The longlist for the Kamaladevi Chattopadhyay NIF Book Prize 2022, announced on September 29, features 10 non-fiction books, ranging from themes of art history to environmental and governmental shifts.
Instituted by The New India Foundation in 2018, the award is meant to recognise excellence in non-fiction writing in India and carries a prize of Rs 15 lakh and a citation. The shortlist will be announced on November 8, and the winner on December 1.
— New India Foundation (@newindiafndtion) September 29, 2022
The books longlisted are: Accidental Feminism: Gender Parity and Selective Mobility Among India’s Professional Elite by Swethaa S. Ballakrishnen (Princeton University Press); The Truths and Lies of Nationalism as Narrated by Charvak by Partha Chatterjee (Permanent Black); Syed Haider Raza: The Journey of an Iconic Artist by Yashodhara Dalmia (HarperCollins); Governance by Stealth: The Ministry of Home Affairs and the Making of the Indian State by Subrata Mitra (Oxford University Press); The Chipko Movement: A People’s History by Shekhar Pathak (Permanent Black); Tata: The Global Corporation That Built Indian Capitalism by Mircea Raianu (Harvard University Press); Whole Numbers and Half Truths: What Data Can and Cannot Tell Us About Modern India by Rukmini S (Context/Westland); Congress Radio: Usha Mehta and the Underground Radio Station of 1942 by Usha Thakkar (Penguin); Midnight’s Borders: A People’s History of Modern India by Suchitra Vijayan (Context/Westland); and Born a Muslim: Some Truths about Islam in India by Ghazala Wahab (Aleph).
Making the announcement, the jury — comprising political scientist and author Niraja Gopal Jayal; entrepreneur Manish Sabharwal; historian and author Srinath Raghavan; historian and author Nayanjot Lahiri; former diplomat and author Navtej Sarna; and attorney and author Rahul Matthan — said, “The longlist is wonderfully diverse. The many themes in modern Indian history that it covers have great relevance today: if the histories of nationalism, business, the environment and state institutions offer a sobering historical lens on the present, the more contemporary works on feminism and data give reasons for optimism about the future.”

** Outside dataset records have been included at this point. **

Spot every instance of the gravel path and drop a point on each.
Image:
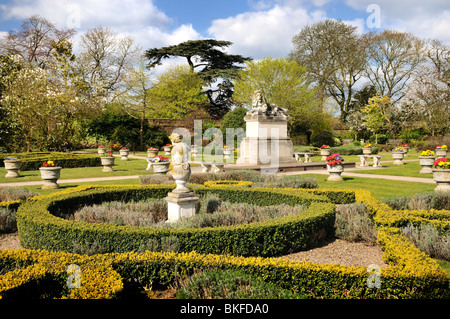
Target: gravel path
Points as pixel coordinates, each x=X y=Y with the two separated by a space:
x=338 y=252
x=342 y=252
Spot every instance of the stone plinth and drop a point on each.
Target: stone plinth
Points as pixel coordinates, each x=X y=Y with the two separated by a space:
x=181 y=205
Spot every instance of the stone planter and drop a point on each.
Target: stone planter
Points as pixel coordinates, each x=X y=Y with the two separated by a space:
x=167 y=149
x=107 y=162
x=325 y=152
x=398 y=158
x=124 y=154
x=160 y=167
x=335 y=173
x=442 y=179
x=227 y=153
x=101 y=150
x=440 y=153
x=12 y=168
x=50 y=175
x=151 y=154
x=427 y=164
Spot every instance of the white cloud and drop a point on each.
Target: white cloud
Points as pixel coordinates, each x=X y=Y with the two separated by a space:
x=426 y=19
x=120 y=14
x=140 y=19
x=263 y=33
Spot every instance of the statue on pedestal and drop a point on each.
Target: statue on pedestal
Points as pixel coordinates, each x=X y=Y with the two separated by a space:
x=179 y=163
x=261 y=107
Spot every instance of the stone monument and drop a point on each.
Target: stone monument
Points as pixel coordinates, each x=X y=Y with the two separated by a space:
x=181 y=201
x=266 y=140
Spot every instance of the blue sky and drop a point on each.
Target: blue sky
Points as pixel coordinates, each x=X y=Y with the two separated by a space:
x=257 y=28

The winners of the previous years include Amit Ahuja, who won the 2020 prize for his debut Mobilizing the Marginalized: Ethnic Parties Without Ethnic Movements (Oxford University Press) alongside Jairam Ramesh for A Chequered Brilliance (Penguin Random House). In 2021, Dinyar Patel won the prize for Naoroji: Pioneer of Indian Nationalism (Harvard University Press).